Mrevol":2x0jm9rz said:
Ok let me ask this. If a company does a mod and then later emails you that they need to fix that mod because it was not done right and could be dangerous, who would you say should cover the repair cost and shipping?
If you're looking for a vote, I'm not sure what it'll accomplish. Since you used the word "dangerous" I think you already know what most people are going to say anyway.
I hope you didn't have this situation happen to you, in any case! (Or that a mod somehow damaged your amp.)
Your initial question alone is the main reason I don't offer modifications to other brands of amps. I can't be responsible for an amp's problems if I didn't design and build the amp. Whether my mod would have failed, or something else failed (from the original design), is going to be a matter of he said / she said at least in the eyes of the average person. Try convincing someone that the mod you did to an old Peavey VTM wasn't responsible for its "releasing the magical blue smoke" when a problem happened with its wacky switching output jack setup for impedance, especially when the failure burned out at least one transformer plus half the power supply circuitry in the process, ruining a circuit board (estimated cost of "repair": minimum $500 since it's basically a rebuild). This is something that happened to me once, and I'm not doing it again. Now imagine a similar problem with an amp that's even more likely to fail, something built inexpensively, something that as a result ends up being encouraged as a "modification platform". Several people end up with problems in their amps, and the last person to work on them was you.
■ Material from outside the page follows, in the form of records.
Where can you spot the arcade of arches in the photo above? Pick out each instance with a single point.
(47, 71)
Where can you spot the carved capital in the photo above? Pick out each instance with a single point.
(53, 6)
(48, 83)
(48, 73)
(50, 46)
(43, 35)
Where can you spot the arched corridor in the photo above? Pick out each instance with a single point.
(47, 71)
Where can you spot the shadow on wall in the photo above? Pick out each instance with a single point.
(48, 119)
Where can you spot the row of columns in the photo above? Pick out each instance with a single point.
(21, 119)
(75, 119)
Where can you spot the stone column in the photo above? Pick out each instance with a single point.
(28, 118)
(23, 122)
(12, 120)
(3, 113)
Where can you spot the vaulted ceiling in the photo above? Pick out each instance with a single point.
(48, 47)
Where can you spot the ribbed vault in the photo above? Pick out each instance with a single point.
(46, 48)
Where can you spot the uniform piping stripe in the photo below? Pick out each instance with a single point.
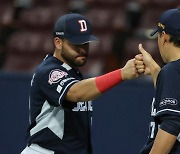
(66, 88)
(168, 110)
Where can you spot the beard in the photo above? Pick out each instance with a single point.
(73, 60)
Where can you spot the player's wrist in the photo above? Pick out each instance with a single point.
(109, 80)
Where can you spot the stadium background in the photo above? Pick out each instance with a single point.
(121, 115)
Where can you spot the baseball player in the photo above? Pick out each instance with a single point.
(164, 135)
(60, 98)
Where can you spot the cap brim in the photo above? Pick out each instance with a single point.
(154, 32)
(82, 39)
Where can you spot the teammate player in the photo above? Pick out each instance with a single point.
(164, 137)
(60, 99)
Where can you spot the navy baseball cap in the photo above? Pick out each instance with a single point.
(169, 22)
(75, 28)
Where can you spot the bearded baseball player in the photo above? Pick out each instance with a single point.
(60, 98)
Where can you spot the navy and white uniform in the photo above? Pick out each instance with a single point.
(58, 125)
(165, 112)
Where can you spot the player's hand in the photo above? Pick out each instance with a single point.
(129, 71)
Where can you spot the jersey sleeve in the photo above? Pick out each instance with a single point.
(54, 84)
(168, 92)
(170, 124)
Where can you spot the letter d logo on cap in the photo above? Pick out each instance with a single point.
(83, 25)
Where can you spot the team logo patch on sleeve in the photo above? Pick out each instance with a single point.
(56, 75)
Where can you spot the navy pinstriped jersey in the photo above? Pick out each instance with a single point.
(57, 124)
(165, 112)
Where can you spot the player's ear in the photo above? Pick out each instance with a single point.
(165, 37)
(58, 42)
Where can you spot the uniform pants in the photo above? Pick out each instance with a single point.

Good luck not being blamed for the failures.
I've even had people light the torches and boil the oil, when their tubes fail six months after I biased their amp. (Done as favors for friends-of-friends, amps other than Peters amps.) I couldn't even get them to calm down enough to understand that tubes sometimes fail when they're relatively new. To them, I "ruined their amp". Even after swapping tubes and demonstrating their error, they still wanted to blame me somehow. One said he suspected me of causing a problem so that I'd convince him to buy one of my amps instead!
And sometimes it's the fault of the guy who worked on the amp. Or pedal. I fixed a Tubescreamer a week ago which the modder did shoddy soldering in; the problem was obvious. The guy who owned it didn't know, though. For all he knew, it was just "broken".